Our dual perception of ‘us’ and ‘nature’ is not innate either: people in other parts of the world have an understanding of being a part of nature that we in the West have largely lost. But we are beginning to feel our way back towards this now: as the Youth for Climate movement has pointed out, we have to see ourselves as part of the whole, separate neither from each other nor from nature.
But while we reach forward to try to grasp this truth, our ways of doing things lag behind. In the UK our education system is still largely based on a nineteenth-century model, which neatly divides study into separate subjects. In primary education we too-often ignore the way that younger children naturally learn: by making connections and exploring tangential paths and obsessions. Learning happens when we wander across borders, refusing to be contained within them.
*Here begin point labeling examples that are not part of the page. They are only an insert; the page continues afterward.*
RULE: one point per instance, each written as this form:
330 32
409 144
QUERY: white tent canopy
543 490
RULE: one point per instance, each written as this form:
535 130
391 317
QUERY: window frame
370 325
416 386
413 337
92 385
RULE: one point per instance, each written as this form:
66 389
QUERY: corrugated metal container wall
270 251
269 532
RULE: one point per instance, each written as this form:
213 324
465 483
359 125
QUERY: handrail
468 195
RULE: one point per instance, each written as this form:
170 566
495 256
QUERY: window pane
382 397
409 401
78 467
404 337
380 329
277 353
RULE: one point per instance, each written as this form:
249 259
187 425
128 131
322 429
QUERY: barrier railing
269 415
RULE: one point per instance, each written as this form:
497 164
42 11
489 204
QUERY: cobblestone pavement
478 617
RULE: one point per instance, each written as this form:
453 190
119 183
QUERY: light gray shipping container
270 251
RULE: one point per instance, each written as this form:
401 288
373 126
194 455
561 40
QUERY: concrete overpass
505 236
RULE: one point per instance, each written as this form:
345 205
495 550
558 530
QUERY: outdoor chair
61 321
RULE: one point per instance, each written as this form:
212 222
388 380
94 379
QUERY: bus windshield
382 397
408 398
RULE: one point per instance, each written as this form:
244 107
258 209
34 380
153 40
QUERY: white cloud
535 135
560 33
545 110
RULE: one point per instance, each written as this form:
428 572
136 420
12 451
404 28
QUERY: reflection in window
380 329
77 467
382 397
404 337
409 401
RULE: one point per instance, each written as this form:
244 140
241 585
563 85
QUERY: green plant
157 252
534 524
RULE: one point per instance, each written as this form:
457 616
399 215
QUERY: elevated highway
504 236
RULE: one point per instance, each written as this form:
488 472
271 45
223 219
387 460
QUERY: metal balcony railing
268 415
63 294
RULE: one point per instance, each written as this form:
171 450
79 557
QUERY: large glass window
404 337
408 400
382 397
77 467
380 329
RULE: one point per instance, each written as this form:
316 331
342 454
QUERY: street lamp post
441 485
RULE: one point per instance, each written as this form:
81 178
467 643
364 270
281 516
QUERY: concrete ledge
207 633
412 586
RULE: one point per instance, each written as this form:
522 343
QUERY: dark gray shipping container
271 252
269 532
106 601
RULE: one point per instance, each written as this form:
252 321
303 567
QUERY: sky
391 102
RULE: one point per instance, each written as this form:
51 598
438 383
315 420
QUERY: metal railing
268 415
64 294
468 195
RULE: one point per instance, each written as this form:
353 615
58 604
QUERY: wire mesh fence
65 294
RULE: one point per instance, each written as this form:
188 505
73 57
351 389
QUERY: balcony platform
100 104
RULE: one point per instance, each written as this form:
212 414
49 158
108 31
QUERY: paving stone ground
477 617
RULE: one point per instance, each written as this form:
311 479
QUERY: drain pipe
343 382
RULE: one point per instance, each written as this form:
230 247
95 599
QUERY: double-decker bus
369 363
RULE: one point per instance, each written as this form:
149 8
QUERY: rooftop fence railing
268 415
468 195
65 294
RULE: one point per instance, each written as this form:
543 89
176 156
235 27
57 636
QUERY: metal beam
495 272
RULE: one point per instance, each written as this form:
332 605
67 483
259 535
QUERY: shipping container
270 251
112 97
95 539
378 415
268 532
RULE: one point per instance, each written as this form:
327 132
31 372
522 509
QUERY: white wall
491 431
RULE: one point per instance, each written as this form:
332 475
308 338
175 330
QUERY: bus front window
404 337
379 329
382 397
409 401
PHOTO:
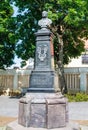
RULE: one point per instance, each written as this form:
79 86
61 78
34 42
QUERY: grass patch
78 97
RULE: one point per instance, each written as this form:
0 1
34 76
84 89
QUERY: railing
76 79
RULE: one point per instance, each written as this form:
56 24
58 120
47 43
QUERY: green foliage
78 97
70 19
7 35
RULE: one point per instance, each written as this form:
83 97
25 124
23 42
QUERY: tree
7 36
70 18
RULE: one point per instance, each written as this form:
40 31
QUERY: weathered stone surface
24 113
56 115
40 111
38 115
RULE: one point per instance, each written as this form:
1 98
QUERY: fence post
83 82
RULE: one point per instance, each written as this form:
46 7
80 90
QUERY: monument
43 107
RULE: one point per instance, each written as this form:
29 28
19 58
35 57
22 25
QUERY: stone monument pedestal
43 110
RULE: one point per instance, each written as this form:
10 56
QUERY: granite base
43 111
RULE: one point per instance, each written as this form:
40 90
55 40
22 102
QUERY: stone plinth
43 111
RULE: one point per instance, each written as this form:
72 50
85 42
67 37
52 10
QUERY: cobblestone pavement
77 110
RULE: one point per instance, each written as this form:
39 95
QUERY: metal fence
76 79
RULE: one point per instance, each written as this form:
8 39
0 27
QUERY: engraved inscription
42 52
42 81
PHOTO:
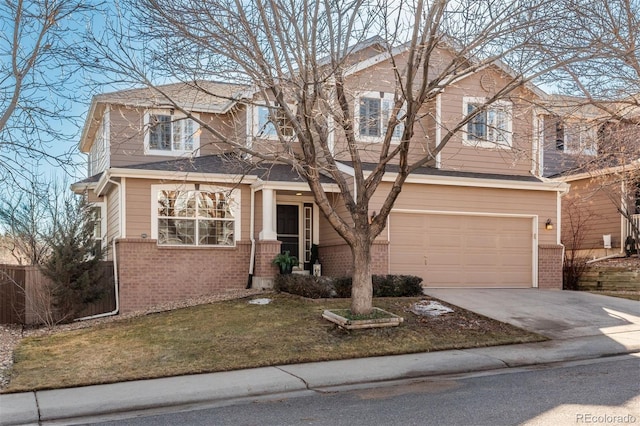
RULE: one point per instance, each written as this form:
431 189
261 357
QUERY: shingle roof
432 171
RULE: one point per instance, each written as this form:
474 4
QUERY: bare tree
576 226
295 57
37 82
26 217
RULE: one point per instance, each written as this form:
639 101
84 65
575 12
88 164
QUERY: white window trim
235 195
176 116
386 96
255 120
103 223
505 105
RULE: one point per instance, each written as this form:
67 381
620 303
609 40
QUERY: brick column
337 260
151 275
550 266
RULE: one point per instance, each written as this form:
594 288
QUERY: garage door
462 251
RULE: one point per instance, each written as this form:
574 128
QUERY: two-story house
183 215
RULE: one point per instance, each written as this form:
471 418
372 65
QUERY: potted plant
285 261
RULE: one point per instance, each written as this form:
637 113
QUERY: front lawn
233 335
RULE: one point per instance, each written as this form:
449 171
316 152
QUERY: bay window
269 119
195 217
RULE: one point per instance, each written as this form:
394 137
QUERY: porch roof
224 164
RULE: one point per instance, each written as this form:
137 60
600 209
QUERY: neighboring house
599 209
595 148
183 216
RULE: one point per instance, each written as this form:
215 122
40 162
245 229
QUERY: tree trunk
362 286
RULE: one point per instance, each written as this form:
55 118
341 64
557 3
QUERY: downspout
252 256
115 267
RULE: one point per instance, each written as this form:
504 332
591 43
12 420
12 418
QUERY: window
373 117
489 128
195 217
171 134
99 153
267 118
96 215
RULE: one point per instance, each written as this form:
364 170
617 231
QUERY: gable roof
228 165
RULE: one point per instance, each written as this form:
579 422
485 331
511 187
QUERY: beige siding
380 78
589 211
328 234
457 156
127 135
138 201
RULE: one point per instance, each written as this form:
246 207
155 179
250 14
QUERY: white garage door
461 250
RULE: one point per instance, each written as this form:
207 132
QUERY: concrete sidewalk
68 405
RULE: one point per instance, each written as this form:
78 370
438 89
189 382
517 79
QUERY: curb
164 393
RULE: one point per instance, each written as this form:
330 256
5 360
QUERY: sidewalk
76 403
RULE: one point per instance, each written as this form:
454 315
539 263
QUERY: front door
288 228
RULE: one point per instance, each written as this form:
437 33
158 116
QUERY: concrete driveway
552 313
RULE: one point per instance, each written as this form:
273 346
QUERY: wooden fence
23 298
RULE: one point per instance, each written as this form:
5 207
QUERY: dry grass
234 335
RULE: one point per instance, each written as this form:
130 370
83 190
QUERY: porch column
268 215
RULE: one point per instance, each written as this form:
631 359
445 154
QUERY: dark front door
288 228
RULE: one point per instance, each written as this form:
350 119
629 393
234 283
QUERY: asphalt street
605 391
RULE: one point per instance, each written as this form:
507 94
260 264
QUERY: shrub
305 285
384 286
71 265
396 286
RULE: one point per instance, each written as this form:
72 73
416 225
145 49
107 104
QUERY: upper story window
491 127
576 137
170 134
373 113
99 153
196 217
267 119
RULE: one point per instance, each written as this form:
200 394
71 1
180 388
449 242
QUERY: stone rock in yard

We think we have to do things a certain way, but that may be because we are reluctant to let go and explore other ways. Do we do this too in our Quaker work? Is it necessary to divide it into discrete areas – peace, social justice, climate, migration? Or does this get in the way of our seeing how everything overlaps, how there are no lines of division between any of these?
Right now it feels like we are in a time of melting down and reforming. We need new models, newer ways of being and doing, in order to imagine our way forward.